No contractor since has used such a high-profile job as the launchpad for an attempt to muscle in on the UK building market. Perhaps Wembley, probably the most notorious problem project in the whole of UK construction in the past 25 years, is the reason why.
For Cleveland Bridge, the experience was chastening as well. It worked on the Shard, yes, but any private hopes that Wembley could be used as its calling card for bigger things were dashed. The go-to steelwork contractors for commercial work and stadia are Severfield – recent winner of the contract at Everton’s new stadium – and William Hare, the contractor on Shard developer Sellar’s current Paddington Cube scheme designed by the same architect, Renzo Piano.
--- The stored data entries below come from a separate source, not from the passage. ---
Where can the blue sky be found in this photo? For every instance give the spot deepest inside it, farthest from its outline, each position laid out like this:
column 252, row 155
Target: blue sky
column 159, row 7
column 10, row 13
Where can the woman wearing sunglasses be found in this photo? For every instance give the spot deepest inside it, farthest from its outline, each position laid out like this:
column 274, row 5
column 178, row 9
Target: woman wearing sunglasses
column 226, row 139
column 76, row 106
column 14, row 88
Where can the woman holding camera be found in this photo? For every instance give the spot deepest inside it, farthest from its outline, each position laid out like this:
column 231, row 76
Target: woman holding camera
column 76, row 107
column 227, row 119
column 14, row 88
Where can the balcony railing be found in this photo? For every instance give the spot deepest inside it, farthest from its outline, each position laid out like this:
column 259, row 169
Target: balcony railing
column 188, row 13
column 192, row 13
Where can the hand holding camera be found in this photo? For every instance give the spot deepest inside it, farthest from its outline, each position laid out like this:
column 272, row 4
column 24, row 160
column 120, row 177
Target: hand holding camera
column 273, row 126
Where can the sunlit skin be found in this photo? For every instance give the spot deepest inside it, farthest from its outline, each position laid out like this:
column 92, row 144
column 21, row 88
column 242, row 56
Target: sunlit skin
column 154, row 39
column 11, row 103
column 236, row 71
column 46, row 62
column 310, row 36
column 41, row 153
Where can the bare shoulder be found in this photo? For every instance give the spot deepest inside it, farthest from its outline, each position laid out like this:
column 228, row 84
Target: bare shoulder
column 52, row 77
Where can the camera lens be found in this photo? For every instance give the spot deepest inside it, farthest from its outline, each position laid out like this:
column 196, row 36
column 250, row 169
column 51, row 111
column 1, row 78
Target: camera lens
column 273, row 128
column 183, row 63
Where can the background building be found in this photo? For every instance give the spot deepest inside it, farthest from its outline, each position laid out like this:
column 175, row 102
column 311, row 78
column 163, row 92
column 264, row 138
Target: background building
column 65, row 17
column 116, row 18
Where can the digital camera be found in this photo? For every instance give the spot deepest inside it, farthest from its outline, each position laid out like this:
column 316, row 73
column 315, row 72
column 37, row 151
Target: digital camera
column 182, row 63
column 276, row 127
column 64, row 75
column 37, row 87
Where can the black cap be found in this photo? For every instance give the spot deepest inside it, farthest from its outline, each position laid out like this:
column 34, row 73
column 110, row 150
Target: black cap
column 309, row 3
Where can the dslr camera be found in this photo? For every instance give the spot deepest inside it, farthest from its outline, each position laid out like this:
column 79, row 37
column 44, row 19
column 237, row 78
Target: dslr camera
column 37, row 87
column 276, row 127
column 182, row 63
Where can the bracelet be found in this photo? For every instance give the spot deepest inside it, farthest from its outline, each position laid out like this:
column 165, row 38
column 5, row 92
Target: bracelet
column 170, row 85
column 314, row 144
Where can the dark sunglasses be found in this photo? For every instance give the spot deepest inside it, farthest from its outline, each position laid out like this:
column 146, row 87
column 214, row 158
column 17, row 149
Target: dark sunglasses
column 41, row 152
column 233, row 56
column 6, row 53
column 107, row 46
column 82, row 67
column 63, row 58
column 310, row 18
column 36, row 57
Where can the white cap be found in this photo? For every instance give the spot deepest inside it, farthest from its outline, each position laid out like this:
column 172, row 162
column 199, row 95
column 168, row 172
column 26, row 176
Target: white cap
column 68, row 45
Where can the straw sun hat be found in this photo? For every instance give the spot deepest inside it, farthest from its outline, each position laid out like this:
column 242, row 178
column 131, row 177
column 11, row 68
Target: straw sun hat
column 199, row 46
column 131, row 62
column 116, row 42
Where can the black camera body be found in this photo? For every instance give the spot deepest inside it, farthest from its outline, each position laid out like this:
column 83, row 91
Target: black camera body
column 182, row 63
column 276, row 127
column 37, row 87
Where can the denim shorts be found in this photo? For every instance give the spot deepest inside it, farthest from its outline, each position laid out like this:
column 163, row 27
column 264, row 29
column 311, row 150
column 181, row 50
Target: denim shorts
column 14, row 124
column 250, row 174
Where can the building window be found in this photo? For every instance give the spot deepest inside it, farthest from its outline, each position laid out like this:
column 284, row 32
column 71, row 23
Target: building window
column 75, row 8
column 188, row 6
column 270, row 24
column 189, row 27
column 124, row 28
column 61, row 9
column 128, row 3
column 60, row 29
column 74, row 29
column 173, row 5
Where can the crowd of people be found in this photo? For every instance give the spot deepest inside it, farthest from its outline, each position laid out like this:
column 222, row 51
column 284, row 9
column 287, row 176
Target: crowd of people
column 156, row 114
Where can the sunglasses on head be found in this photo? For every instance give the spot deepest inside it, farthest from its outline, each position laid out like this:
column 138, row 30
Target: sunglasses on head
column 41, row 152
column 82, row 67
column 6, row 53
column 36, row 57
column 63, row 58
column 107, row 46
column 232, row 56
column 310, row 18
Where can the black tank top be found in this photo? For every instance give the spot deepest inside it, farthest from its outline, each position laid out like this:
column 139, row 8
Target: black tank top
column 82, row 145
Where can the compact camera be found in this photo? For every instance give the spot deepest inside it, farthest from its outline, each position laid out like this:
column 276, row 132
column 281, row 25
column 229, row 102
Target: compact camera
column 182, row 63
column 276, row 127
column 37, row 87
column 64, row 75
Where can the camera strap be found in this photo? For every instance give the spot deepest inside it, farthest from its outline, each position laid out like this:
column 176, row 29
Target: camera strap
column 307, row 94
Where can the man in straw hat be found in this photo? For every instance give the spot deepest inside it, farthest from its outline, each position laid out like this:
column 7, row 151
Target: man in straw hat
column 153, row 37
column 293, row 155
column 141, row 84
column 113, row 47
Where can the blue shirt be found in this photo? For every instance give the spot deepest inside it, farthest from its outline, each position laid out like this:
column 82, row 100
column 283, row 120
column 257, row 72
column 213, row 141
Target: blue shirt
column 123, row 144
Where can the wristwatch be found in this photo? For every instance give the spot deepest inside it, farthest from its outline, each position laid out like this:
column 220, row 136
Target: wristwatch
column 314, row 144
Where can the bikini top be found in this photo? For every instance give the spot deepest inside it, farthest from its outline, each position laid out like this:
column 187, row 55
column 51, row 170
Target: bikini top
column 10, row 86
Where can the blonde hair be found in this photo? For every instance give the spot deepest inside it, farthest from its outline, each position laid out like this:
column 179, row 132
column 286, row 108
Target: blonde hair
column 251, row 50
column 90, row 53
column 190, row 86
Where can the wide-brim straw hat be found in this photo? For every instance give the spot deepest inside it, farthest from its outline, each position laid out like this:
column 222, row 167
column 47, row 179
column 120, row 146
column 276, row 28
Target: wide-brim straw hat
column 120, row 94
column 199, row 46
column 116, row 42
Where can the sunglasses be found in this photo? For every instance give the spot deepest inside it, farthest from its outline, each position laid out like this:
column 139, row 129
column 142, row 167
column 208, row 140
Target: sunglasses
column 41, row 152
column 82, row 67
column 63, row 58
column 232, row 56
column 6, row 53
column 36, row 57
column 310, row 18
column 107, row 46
Severfield’s last reported annual income was £363m, William Hare’s £192m. By contrast, Cleveland Bridge’s was £48m for 2019, its last set of filed accounts
Reading the FRP report, it is clear that Cleveland Bridge’s current malaise stretched beyond the start of the year, when its finance director Phil Heathcock, since gone, got in contact with it to say all was not well.
Some might question whether the spirit of the government’s Coronavirus Job Retention Scheme, under which workers – furloughed since FRP was appointed on 22 July – have been paid more than £250,000, has been broken. Especially as Cleveland Bridge’s parent is a Saudi Arabian oil and gas conglomerate called ARPIC. But, as ever, in situations like this it is the workforce, more than 200 of them in this instance, who stand to lose the most.
Bigger contractors and subcontractors than Cleveland Bridge have come and gone and no doubt bigger firms will go under in the future. But Wembley has a unique kind of lustre and that is one of the reasons why Cleveland Bridge has been in the spotlight these past few weeks. A lot of history will go when the lights are shortly turned off in the Darlington factory for the last time.